Mortes causadas pelo frio passam de cem na Ucrânia

Governo monta cerca de 3 mil abrigos para oferecer aquecimento, comida e bebida a moradores de rua, principais afetados

iG São Paulo |

O número de mortes causadas pela onda de frio na Ucrânia chegou a 101, informaram autoridades nesta sexta-feira. De acordo com o Ministério das Situações de Emergência, mais de 1,2 mil foram hospitalizados por hipotermia ou ferimentos causados pelo frio na última semana.

Entre as vítimas, 64 morreram nas ruas, 26 em suas casas e 11 em hospitais. Autoridades determinaram o fechamento de escolas, creches e universidades, além de montarem cerca de 3 mil abrigos para oferecer aquecimento, comida e bebidas quentes a moradores de rua.

Leia também: Onda de frio deixa 64 mortos na Rússia

AP
Homem caminha em rua de Kiev, capital da Ucrânia (02/02)

O governo pediu que os hospitais não liberem moradores de rua, mesmo que seu tratamento tenha sido finalizado. “Infelizmente as pessoas continuam morrendo, mas estamos tomando todas as providências para impedir que isso aconteça", disse a porta-voz do Ministério da Saúde, Svitlana Tikhonenko.

O primeiro-ministro do país, Mykola Azarov, fez um apelo para que os ucranianos “se mantenham atentos, usem roupas quentes e ajudem uns aos outros”. “Peço a todos os cidadãos, empresas e organizações que não sejam indiferentes, que apoiem e protejam aqueles que não podem se proteger neste momento difícil”, afirmou. “Somos um só povo.”

A declaração foi feita na quarta-feira, após analistas sugerirem que o alto número de mortos indica a incapacidade das autoridades ucranianas de resolver a situação dos moradores de rua.

Em entrevista à Associated Press, Pavlo Rozenko, especialista em políticas sociais do centro Razumkov, em Kiev, disse que as autoridades ucranianas mantêm o legado soviético que vê moradores de rua como alcoólatras e viciados em drogas, que devem ser banidos da sociedade. “Esse país ainda não sabe cuidar de seus mendigos", afirmou.

Nesta sexta-feira, a Rússia divulgou o primeiro balanço oficial de mortos que conta vítimas em todo o território, não apenas em Moscou. Segundo o vice-ministro da Saúde, Maxim Topilin, deixou 64 mortos desde o início de janeiro.

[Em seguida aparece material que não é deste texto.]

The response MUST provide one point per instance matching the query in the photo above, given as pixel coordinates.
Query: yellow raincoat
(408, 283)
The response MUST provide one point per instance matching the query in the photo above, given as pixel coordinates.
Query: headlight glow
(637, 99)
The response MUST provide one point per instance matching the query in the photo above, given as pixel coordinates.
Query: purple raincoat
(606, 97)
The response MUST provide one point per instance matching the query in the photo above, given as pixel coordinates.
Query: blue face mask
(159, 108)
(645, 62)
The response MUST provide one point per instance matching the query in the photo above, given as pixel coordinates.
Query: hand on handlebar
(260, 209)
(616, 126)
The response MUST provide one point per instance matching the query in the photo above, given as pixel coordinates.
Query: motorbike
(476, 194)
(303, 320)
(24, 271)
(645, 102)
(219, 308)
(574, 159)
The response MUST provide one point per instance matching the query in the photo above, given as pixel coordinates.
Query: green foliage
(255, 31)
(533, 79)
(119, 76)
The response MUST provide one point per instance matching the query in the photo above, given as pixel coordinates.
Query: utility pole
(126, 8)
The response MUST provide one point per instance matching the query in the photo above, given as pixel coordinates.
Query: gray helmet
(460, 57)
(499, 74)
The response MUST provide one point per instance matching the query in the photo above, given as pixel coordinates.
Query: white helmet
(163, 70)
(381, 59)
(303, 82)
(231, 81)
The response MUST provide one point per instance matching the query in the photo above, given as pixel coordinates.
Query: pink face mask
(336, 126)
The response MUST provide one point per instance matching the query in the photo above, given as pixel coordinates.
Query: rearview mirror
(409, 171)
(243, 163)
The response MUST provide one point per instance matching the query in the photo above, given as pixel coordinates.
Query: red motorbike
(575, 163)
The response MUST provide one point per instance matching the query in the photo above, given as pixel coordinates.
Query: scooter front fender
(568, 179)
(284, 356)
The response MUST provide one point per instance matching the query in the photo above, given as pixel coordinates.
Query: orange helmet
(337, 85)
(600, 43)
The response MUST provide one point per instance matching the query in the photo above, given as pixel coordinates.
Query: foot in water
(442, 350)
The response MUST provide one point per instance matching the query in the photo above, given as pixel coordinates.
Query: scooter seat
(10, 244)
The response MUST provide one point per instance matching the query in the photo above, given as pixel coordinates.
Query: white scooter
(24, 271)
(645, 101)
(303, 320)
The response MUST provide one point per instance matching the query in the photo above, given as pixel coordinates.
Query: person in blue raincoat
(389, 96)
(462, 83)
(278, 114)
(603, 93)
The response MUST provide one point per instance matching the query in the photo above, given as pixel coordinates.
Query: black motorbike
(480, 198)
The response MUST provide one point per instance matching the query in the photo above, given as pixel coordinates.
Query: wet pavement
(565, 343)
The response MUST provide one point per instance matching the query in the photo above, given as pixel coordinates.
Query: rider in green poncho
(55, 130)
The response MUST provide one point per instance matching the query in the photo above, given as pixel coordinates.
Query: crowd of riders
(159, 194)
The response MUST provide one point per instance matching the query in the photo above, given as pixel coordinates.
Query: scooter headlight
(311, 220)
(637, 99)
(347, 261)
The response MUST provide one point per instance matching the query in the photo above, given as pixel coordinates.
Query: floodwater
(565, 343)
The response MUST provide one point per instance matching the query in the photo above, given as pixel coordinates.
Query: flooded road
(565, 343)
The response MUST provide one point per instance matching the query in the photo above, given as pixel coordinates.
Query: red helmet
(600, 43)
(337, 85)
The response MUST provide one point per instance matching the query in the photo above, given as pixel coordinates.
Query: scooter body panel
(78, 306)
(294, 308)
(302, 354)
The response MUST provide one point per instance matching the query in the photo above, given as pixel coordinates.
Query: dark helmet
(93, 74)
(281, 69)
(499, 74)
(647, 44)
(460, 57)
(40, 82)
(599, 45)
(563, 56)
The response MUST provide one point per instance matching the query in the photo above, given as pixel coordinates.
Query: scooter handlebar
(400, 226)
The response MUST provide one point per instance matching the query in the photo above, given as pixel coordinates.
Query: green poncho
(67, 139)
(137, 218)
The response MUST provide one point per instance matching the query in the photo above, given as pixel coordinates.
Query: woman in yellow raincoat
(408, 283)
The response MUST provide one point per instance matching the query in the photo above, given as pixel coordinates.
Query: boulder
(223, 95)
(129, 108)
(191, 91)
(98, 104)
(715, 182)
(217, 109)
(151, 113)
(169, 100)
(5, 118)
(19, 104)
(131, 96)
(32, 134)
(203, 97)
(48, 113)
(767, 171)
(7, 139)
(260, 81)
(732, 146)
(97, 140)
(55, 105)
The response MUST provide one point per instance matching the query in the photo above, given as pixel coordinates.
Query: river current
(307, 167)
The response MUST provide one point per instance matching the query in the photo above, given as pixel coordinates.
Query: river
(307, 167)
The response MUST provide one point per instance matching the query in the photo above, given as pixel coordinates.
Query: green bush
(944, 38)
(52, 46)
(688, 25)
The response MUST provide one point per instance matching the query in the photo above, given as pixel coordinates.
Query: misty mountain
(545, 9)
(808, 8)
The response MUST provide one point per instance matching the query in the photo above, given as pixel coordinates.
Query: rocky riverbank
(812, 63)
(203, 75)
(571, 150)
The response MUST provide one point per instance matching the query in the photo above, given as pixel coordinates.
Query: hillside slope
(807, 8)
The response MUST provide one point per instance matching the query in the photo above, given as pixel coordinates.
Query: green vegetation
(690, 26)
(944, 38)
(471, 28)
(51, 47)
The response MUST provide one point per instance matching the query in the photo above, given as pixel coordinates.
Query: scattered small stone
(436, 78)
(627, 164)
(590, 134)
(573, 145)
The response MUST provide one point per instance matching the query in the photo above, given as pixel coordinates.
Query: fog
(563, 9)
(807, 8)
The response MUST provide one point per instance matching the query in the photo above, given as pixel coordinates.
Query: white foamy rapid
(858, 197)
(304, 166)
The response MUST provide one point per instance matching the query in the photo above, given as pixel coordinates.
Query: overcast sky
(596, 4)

Além disso, 779 foram hospitalizados com diferentes graus de hipotermia e 1.371 procuraram atendimento médico para tratamento de doenças relacionadas ao frio.

Onda de frio

Além da Ucrânia, a Polônia é um dos países mais afetados com as rígidas baixas na temperatura que atingem a Europa desde a semana passada. O ministro do Interior do país registrou mais oito mortes nesta sexta-feira, elevando o número de vítimas fatais da onda de frio para 37.

Na Sérvia, pelo menos 11 mil pessoas estão isoladas devido à neve e tempestades em áreas montanhosas, segundo a agência de notícias Associated Press. Seis pessoas morreram no país. Na Bulgária, ao menos 11 morreram, enquanto na Romênia os óbitos somam 24, de acordo com diversas agências de notícias.

A França teve sua primeira morte registrada por conta das baixas temperaturas. Um homem de 82 anos que sofria de Alzheimer faleceu no povoado francês de Lemberg, após sair de sua casa de pijama.

A agência oficial de notícias russa Interfax registrou 64 mortos vítimas do tempo frio desde o início de janeiro, mas não está claro se os óbitos estão diretamente relacionados às rígidas geadas que tiveram início na semana passada.

Segundo a Associated Press, seis foram mortos na Bósnia, enquanto a Holanda teve sua primeira morte confirmada. Outros relatos afirmam que há um morto na Albânia, três na Eslováquia, três na Estônia e três na Itália.